In some ways the loose-limbed versatility of the British constitution is preferable to the more rigid American type. Which is better, a nimble but unpredictable responsiveness to substantive first-order problems, or the gridlock of checks, balances and an obsessive preoccupation with due process? But the British constitution’s strengths are also its vulnerable points. Who decides whether an advisory referendum is more potent than the will of MPs? And what sort of tally enshrines a supermajority for dramatic, irreversible constitutional changes on the scale of Scottish independence or Brexit? The Cunningham Amendment introduced a controversial legitimacy threshold – 40 per cent of the entire electorate in Scotland – into the Scottish devolution referendum of 1979: non-voters were counted, in effect, as passive opponents of change. Worryingly, since then politicians have assumed that a first past the post result provides sufficient ballast for major constitutional change.

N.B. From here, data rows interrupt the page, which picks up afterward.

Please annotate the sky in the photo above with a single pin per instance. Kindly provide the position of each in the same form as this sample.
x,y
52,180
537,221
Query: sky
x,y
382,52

The experience of recent referendums compels a re-examination of the capricious terms on which these polls are conducted. In 2017 the Independent Commission on Referendums was set up under the auspices of the Constitution Unit at University College London to consider whether the principles and practices of British referendums were appropriate for the internet age. Its Report, published in July, is a cautious response to the deep disquiet now associated with referendums. It acknowledges calls for ‘supplementary thresholds’, supermajorities and veto powers in the constituent territories of the UK, but shies away from any course of action inconsistent with simple majorities. The introduction of new safeguards, the commission concludes, would in itself pose a threat to ‘legitimacy’. On the other hand, it is open to the possibility of multi-option referendums. The commission also warns, in coded language, that referendums ‘work best when they are held at the end of a decision-making process to choose between developed alternatives’. Indeed, ‘precise plans for what will be done in the event of a vote for change’ should precede any proposed referendum for initiating ‘inter-governmental negotiations’; and here the commission recommends a ‘two-referendum process, for use in the event that the settlement does not deliver what was promised’.